ARTEM: (Interrupting) So, what did go wrong.
OLGA: She met a man there. The man was much older than her. He was intelligent, good-looking and attentive. She fell in love. I see it in her eyes. It is not a passing fancy it is a serious love. It is the early first love.
ARTEM: Where did you fiends look?
OLGA: They watched her to eat well and not to swim too far. She lost her virginity at fourteen to a man who I think is about forty five.
ARTEM: Did she tell you that?
OLGA: Yes
ARTEM: So, what did you do?
OLGA: I don't know anything about him… no name, no city he is from, not what he does… nothing.
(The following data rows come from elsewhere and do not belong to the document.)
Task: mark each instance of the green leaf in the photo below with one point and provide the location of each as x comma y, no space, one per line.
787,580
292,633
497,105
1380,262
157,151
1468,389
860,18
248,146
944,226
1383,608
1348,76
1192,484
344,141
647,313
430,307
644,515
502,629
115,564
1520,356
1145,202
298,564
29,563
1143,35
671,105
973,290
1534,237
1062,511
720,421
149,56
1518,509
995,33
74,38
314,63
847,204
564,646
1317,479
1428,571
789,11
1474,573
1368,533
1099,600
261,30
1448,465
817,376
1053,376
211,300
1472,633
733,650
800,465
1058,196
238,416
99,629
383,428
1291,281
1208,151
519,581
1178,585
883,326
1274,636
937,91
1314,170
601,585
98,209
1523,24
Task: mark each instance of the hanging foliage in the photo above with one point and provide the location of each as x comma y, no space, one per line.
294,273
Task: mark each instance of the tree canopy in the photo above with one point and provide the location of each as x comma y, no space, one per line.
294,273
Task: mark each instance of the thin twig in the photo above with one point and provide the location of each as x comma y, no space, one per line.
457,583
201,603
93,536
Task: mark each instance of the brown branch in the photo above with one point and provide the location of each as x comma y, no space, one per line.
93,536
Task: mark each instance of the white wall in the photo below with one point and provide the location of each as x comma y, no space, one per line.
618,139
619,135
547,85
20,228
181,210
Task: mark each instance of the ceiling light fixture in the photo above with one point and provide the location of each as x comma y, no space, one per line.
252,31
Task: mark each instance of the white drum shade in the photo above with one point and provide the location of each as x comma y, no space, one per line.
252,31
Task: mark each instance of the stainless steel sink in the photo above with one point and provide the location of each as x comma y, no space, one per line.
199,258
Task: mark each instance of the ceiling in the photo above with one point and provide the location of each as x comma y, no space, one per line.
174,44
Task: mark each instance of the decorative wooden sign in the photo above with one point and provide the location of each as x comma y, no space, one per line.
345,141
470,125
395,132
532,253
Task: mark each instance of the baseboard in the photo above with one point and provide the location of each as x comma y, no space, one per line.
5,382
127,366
She is being very secretive. She protects her world… her first love.
ARTEM: Is there absolutely no way to find all of that out?
OLGA: Try to understand. He did not rape her. He drew her to himself. (He seduced her). He cannot be sued. In such situations, our people tent to rather fault a woman even if she is just a kid and he is a gown-up man trying to assert himself at the expense of a young woman.
ARTEM: What can be done then?
OLYA: I don't know. (She slowly moves around the room without saying anything. Artem sit; by the table absolutely crashed). You know Artem, I have a feeling I won't ever see you anymore. Tall and beautiful girl enters the room. This is their daughter. Her eyes pass Artem with no delay.
She talks to her mom.
Daughter: Mom, wait, I'll explain everything now.